De kantonrechter beëindigt de behandeling van de zaak en geeft aan direct uitspraak te doen. De kantonrechter deelt de beslissing en de motivering daarvan mee.

[jw.sys.1.rolnummer]Motivering van de beslissing

Betrokkene ontkent dat de gedraging naar aanleiding waarvan de initiële sanctie is opgelegd, is begaan. De kantonrechter is van oordeel dat niet is komen vast te staan dat de gedraging is begaan. De bestreden beslissing van de officier van justitie kan dan ook niet gehandhaafd blijven.

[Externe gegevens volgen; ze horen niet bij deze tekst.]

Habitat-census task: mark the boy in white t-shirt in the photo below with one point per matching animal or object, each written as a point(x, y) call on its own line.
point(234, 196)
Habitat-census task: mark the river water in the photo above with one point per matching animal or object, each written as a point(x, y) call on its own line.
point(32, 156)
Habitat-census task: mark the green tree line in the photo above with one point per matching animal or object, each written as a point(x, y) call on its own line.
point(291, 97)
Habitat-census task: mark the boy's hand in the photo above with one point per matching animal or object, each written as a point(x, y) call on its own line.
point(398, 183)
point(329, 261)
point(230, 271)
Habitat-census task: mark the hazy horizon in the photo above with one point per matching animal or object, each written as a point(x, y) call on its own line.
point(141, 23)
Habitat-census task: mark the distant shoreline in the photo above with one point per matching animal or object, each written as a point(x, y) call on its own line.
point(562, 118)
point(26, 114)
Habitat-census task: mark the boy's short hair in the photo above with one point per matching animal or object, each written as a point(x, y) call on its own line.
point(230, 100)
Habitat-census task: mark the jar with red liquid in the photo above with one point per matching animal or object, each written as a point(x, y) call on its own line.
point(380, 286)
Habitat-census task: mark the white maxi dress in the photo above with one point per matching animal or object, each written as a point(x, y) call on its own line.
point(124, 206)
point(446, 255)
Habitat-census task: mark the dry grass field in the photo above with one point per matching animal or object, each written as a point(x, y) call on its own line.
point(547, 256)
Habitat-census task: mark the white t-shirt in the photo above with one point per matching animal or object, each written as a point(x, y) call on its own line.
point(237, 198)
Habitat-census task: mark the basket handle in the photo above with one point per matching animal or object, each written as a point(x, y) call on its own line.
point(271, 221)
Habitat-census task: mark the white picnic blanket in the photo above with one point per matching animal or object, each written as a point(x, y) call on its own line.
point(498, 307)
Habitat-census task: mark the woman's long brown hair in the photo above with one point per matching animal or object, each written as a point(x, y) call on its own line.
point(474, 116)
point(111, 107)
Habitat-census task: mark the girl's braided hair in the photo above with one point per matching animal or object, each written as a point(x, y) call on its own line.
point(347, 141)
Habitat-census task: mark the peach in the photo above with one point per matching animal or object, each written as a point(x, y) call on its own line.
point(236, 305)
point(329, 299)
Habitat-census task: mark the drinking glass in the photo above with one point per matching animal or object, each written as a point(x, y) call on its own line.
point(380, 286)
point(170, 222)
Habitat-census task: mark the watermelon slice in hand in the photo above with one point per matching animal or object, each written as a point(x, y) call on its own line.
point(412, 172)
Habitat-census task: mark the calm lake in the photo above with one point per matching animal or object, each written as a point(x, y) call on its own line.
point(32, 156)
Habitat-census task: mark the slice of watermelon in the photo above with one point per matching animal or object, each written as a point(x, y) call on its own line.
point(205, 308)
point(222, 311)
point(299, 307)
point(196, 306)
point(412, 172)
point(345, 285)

Ten aanzien van het verzoek tot vaststelling van een dwangsom overweegt de kantonrechter als volgt.

Nadat betrokkene in beroep was gegaan bij de kantonrechter heeft hij de officier van justitie verzocht de inleidende beschikking “middels een heroverweging als bedoeld in art. 13b (1) WAHV” alsnog te vernietigen. Betrokkene meent dat de officier van justitie dwangsommen heeft verbeurd door niet te reageren op de verzoeken tot heroverweging en vaststelling van dwangsommen.

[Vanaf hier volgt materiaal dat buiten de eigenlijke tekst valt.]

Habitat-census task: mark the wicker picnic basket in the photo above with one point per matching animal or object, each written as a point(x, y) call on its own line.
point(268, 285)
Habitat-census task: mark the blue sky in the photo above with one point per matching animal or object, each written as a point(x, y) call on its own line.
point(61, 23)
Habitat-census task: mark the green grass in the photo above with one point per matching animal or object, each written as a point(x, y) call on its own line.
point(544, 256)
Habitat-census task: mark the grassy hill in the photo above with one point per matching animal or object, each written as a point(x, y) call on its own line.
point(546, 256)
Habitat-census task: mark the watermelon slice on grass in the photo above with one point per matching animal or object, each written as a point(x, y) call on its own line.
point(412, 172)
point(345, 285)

Onder verwijzing naar zijn brieven aan het CVOM van 10 juli 2012, 4 september 2012,

30 oktober 2012, 27 december 2012, 25 februari 2013 en 22 april 2013 heeft betrokkene de kantonrechter op de zitting van 23 april 2013 verzocht dwangsommen ten laste van de officier van justitie vast te stellen tot een totaalbedrag van (2 x € 1.260,00 =) € 2.520,00, te vermeerderen met wettelijke rente.

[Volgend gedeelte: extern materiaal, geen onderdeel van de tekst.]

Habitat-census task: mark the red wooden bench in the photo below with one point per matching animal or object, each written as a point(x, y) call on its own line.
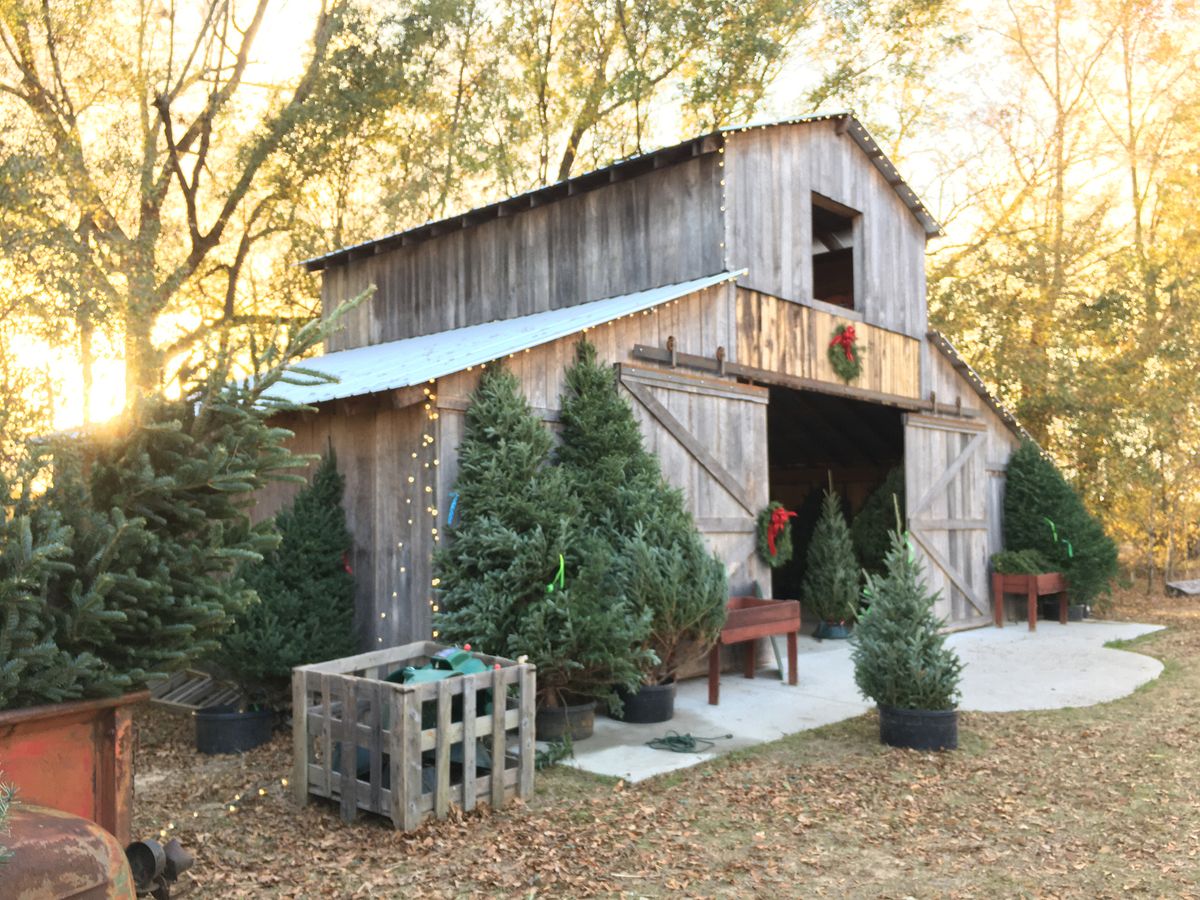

Uit de WAHV volgt niet dat de officier van justitie, hangende een beroepsprocedure bij de kantonrechter, zijn beslissing op aanvraag van een betrokkene moet heroverwegen. De officier hoefde het verzoek van betrokkene dus niet op te vatten als een aanvraag waarop een beschikking dient te volgen, als bedoeld in artikel 4:17 van de Algemene wet bestuursrecht, met name gelet op het feit dat zaak al verkeerde in de fase van beroep bij de kantonrechter. Uit het uitblijven van een reactie van de officier kan dan ook niet worden afgeleid dat niet tijdig is beslist. Er zijn gelet hierop geen bestuurlijke dwangsommen verbeurd, zodat het daartoe strekkende verzoek van betrokkene zal worden afgewezen.

Beslissing:

De kantonrechter:

-

verklaart het beroep gegrond en vernietigt de initiële beschikking en de beslissing van de officier van justitie. Bepaalt dat het bedrag der zekerheidstelling en de administratiekosten worden terugbetaald;

-

wijst het verzoek tot vaststelling van een dwangsom af.

Waarvan proces-verbaal,

Een afschrift van dit proces-verbaal is aan J.J. Zandt en aan de officier van justitie en aan het CJIB toegezonden op:

Bent u het met de beslissing op uw beroep niet eens, dan kunt u binnen zes weken na de hieronder vermelde datum van toezending van deze beslissing hoger beroep instellen bij het gerechtshof te Leeuwarden, doch alleen indien:

a. de bij deze beslissing opgelegde administratieve sanctie meer dan € 70,-- bedraagt of

b. het beroep niet-ontvankelijk is verklaard, omdat de zekerheid niet (tijdig) is gesteld.

Het beroepschrift moet worden ingediend bij de rechtbank Noord-Holland, Afdeling Privaatrecht, Sectie Kanton, locatie Haarlem, Jansstraat 81, 2011 RW Haarlem (postadres: Postbus 1621, 2003 BR Haarlem) en dient door degene die het beroep heeft ingesteld of door zijn/haar gemachtigde te zijn ondertekend.

De procedure bij het gerechtshof verloopt geheel schriftelijk, tenzij in het beroepschrift uitdrukkelijk om een zitting wordt gevraagd, waarop u uw standpunt mondeling wilt toelichten.